AgriPath - AI-Powered Complete Farming Execution Platform
Inspiration
In rural India, I watched my brother plant 7 acres of radish on December 5th. So did every other farmer in the region. When February arrived, the market flooded. Prices crashed from ₹18/kg to ₹9/kg. He earned ₹630,000 when he could have made ₹1,200,000—same land, same effort, just poor timing.
This isn't an information problem. Farmers have smartphones with crop recommendation apps. The real problem is execution—they don't know WHEN to plant batch 2, HOW MUCH fertilizer on day 21, or WHICH pesticide on day 45. They need a complete season roadmap, not just suggestions.

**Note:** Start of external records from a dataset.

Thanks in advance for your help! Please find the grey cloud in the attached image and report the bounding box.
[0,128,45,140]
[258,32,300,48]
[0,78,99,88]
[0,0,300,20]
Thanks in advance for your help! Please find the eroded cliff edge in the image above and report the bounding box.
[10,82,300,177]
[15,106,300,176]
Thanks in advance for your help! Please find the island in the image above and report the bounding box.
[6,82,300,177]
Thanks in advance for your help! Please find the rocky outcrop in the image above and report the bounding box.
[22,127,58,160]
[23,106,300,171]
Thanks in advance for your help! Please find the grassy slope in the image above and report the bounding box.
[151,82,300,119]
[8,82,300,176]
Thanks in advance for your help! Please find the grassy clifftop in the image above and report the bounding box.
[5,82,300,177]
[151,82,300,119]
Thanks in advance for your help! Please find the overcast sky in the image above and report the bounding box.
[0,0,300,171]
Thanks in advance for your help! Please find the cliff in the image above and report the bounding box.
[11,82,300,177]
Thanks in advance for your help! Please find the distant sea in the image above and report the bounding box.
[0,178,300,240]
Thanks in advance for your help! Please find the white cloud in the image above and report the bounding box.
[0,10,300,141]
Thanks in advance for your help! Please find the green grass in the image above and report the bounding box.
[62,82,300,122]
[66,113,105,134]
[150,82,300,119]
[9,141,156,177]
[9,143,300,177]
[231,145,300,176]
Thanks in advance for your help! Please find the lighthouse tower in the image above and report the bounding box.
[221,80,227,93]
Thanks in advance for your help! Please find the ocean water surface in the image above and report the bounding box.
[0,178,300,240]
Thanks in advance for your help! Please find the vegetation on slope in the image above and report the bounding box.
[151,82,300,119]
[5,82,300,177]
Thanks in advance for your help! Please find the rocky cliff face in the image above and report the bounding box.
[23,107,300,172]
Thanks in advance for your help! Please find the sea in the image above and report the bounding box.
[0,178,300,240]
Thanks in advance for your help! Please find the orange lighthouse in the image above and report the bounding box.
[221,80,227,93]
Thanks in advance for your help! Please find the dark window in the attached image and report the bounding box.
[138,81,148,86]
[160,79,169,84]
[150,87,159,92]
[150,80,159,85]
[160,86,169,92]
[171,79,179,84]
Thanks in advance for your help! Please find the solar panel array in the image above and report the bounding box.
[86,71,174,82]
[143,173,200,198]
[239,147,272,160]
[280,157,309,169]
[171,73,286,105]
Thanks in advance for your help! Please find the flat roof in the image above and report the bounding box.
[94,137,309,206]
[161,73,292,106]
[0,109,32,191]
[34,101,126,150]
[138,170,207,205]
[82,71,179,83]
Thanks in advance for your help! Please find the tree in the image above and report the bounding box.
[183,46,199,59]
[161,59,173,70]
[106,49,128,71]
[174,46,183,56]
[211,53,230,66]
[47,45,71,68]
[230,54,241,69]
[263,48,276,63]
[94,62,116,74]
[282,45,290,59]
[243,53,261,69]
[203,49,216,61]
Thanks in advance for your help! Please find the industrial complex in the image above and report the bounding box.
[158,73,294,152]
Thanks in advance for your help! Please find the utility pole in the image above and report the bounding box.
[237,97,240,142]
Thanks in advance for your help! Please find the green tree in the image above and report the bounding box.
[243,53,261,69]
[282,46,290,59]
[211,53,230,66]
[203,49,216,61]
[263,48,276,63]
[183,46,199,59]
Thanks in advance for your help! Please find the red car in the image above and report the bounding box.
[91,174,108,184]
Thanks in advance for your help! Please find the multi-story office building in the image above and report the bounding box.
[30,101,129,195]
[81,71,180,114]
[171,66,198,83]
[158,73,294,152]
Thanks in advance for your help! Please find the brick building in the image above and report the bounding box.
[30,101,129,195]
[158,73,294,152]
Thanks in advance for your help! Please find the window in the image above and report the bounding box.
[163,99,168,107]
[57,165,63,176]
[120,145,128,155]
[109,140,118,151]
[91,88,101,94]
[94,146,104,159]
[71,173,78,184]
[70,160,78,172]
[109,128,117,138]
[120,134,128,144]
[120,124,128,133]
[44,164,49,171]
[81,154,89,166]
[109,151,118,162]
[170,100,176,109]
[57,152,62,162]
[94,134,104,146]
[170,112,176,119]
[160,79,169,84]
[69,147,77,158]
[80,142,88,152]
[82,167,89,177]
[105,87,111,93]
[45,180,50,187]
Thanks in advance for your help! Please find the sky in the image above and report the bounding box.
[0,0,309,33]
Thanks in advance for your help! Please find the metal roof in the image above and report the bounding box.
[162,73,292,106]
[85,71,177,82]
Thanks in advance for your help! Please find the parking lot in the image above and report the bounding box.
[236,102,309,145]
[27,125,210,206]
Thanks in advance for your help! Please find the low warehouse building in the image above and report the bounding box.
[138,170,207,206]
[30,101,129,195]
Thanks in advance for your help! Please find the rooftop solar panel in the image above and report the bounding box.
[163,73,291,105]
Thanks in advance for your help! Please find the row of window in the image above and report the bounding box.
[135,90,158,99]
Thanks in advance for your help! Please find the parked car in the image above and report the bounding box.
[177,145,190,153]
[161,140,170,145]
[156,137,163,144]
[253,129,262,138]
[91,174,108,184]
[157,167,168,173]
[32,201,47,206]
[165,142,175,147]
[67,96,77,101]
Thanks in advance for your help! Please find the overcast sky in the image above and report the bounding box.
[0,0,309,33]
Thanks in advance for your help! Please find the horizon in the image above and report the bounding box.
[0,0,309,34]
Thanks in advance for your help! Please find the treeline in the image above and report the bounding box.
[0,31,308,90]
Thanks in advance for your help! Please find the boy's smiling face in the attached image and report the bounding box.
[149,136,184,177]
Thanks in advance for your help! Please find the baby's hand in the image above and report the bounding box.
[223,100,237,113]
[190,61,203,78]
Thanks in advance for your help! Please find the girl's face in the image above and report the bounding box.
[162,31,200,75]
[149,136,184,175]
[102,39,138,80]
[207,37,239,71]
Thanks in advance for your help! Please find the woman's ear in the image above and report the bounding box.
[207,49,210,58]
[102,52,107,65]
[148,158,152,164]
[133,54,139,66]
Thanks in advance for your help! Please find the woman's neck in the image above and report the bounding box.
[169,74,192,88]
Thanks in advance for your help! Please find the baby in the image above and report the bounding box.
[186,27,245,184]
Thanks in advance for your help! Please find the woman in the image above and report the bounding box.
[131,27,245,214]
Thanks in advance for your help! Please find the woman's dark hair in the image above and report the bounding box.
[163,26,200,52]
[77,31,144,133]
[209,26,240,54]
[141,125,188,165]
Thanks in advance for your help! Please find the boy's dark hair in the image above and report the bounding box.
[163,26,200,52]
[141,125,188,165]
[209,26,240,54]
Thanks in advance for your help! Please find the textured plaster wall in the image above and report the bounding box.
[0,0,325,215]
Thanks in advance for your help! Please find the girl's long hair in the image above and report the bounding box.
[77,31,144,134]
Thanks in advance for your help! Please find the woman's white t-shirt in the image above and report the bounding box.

We built AgriPath to solve this: an AI system that uses 11 specialized agents to create complete, day-by-day execution plans that optimize market timing and maximize profits.
What it does
AgriPath generates complete farming execution plans in 90 seconds using Google's Agent Development Kit. Here's what farmers get:
1. Staggered Planting Optimization (The Game-Changer) Instead of planting all 7 acres at once:
- Batch 1: 2 acres planted Dec 5 → harvest Feb 5 at ₹15/kg = ₹300,000
- Batch 2: 5 acres planted Jan 5 → harvest Mar 5 at ₹18/kg = ₹900,000
- Result: ₹1,200,000 vs ₹630,000 single batch (90% increase)
Our algorithm analyzes 12 months of price history, identifies crash months, and splits high-volatility crops into optimally-timed batches.
2. Complete Season Calendar (150-200 Activities) Not "plant wheat"—but "Dec 10: Sow wheat, 40kg/acre, treat seeds with Carbendazim @ 2g/kg, apply DAP 50kg + MOP 25kg, 6 workers needed, cost ₹32,250"
Every activity includes exact materials, worker allocation, equipment needed, and step-by-step instructions.
3. Multi-Land Portfolio Optimization Optimizes crop allocation across 3-5 plots considering:
- Soil pH and N-P-K levels
- Irrigation availability and water source proximity
- Crop rotation principles (legume → cereal)
- ML scores from 10,000+ historical cultivation records
4. Complete Financial Projections
- Investment breakdown by category
- Expected revenue per crop
- ROI calculations (typical: 300-500%)
- Break-even price analysis
- Monthly cash flow projections
5. Government Subsidy Matching
- PM-KISAN: ₹6,000 auto-credit
- Crop Insurance: ₹2,800 subsidy (pay ₹700)
- Drip Irrigation: ₹45,000 subsidy (90%)
- Total: ₹158,500+ per season
Complete with application steps and deadlines.
6. Risk Assessment & Contingencies Weather risks (drought, flood), pest predictions, market volatility—each with specific mitigation strategies and actionable contingency plans.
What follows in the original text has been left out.